This project is part of the research for my dissertation, and I am obsessed with it. I interviewed the founder, Lucas LaRochelle, and we had such an amazing conversation about queerness, data, the internet. The gift that is queer living. Here is a description of the project. And a couple text spinoffs:

Boundaries as invitation, rather than limitation by Lucas LaRochelle and rudi aker

Fragments of a Shattered Urn: Queering The Map, Stonewall, and the Question of Collective Memory by Ali Adenwala

I’m Queer and I Dance and had a lot of Feelings Here: The Archive and History’s Returns in Queering The Map by Jacob Carter

Image: My poorly-thought-through addition when it first launched years ago.

‘Collapse of civilisation is the most likely outcome’: top climate scientists
by Asher Moses

I don’t know why I read these articles. I already know we are doomed and it just gives me stress insomnia. Anyway, it’s an article about how we are doomed.

I was very underwhelmed by their view on how we need to live in the future.

Turner believes it would be possible to provide for everyone’s needs in a sustainable way but we would have to live a 1950s or 1960s-style lifestyle with limits such as one car and TV per household. We wouldn’t be living in caves and we’d still have technology but the rate of change would be a lot slower.

Extremely American and unimaginative. Mate, I live in London. We don’t even have ‘one car’ and good luck finding a flat with space for multiple TVs. To say nothing of the rest of the world. If you are looking for generative ways of imagining our future in the ruins, you won’t find it here.

No house of straw: Sarah Wigglesworth's eco-home, 20 years on
by Nell Card

One for the architecture nerds. I like this idea of caring for your home.

Your home should be treated as if it were a part of your body – which in a way, it is … You need to look after it


Making It Count: Resisting the Authority of Ignorance by Sita Balani for some political takes I couldn’t possibly comment on due to my contractual ‘impartiality’ which is, as always, very tenuous.

Why Sleep Deprivation Kills by Veronique Greenwood where the point is absolutely not animal cruelty but my stomach turns at the descriptions of what is done to these poor animals (yes, the flies too).

The Wave by Andrew Key on how art can hit you.

Girl by Jamaica Kincaid to feel something.

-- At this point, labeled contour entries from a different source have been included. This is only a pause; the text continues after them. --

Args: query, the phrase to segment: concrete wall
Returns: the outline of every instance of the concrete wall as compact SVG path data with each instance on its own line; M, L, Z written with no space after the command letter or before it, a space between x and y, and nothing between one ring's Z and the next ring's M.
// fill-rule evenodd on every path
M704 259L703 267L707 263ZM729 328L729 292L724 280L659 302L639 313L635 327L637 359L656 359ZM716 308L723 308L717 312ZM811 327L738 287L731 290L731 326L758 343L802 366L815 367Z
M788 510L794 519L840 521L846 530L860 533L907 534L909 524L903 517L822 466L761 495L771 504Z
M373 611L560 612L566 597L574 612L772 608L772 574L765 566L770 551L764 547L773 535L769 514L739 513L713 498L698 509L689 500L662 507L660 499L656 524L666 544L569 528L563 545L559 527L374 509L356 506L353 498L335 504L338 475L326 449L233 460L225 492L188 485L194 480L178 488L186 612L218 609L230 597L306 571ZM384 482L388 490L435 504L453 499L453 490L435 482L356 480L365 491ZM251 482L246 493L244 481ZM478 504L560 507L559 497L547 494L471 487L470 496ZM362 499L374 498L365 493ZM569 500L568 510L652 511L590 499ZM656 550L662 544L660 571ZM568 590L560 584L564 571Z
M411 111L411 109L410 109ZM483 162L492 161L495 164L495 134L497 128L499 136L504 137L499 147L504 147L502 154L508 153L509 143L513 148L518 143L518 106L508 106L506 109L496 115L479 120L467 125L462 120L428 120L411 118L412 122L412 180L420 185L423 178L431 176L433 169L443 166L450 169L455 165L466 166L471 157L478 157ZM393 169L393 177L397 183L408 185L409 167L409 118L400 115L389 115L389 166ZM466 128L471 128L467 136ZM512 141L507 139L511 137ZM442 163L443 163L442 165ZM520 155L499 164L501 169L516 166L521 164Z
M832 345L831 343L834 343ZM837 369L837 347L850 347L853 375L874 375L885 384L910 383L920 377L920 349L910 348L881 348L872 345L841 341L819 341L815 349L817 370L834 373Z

We Share the Same Tears by Sophia Al-Maria responding to Le Guin’s Carrier Bag Theory of Fiction (which I recommend to everyone, all the time). I first discovered Al-Maria’s work from a collaboration with Victoria Sin. Both artists are doing stunning work.

Angela Davis has a bunch of speeches on Spotify. I’ve been listening to them while cycling, starting with The Prison Industrial Complex.

This video about the Black Panthers by Agnes Varda is fantastic. It is depressing how little has changed structurally since 1968. But Angela says, ‘This moment holds possibilities for change we have never before experienced’. So I’m holding on to hope.